Problem Solving

Find the number of trailing zeros in the product of (1^1)*(5^5)*(10^10)*(15^15) *(20^20)*(25^25).......... *(50^50).

A) 10^150
B) 10^200
C) 10^250
D) 10^245
E) 10^225

C

(1^1)*(5^5)*(10^10)*(15^15) *(20^20)*(25^25).......... *(50^50).

if you observe the number are multiples of 5 and are power of the same number.

therefore the expression is as

(1^1)*(5^5)*(10^10)*(15^15)*(20^20)*(25^25)*(35^35)*(40^40)*(45^45)*(50^50).
=> (1^1)*(5^5)*(10^10)*(3^15*5^15)*(2^20*10^20)............(5^50*10^50)

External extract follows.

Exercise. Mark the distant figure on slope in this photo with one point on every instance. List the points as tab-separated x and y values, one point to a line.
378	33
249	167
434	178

now all the ten terms that can be formed are
10^10*10^20*10^30*10^40*10^50*(5^100*2^100)

=>10^250

nasheen wrote:Find the number of trailing zeros in the product of (1^1)*(5^5)*(10^10)*(15^15) *(20^20)*(25^25).......... *(50^50).

A) 10^150
B) 10^200
C) 10^250
D) 10^245
E) 10^225

C

We have a trailing zero when we 2 is multiplied by 5. In the product: (1^1)*(5^5)*(10^10)*(15^15) *(20^20)*(25^25)*...*(50^50) there are more 5-s than 2-s so the number of 2's will be deciding factor for the number of trailing zeros.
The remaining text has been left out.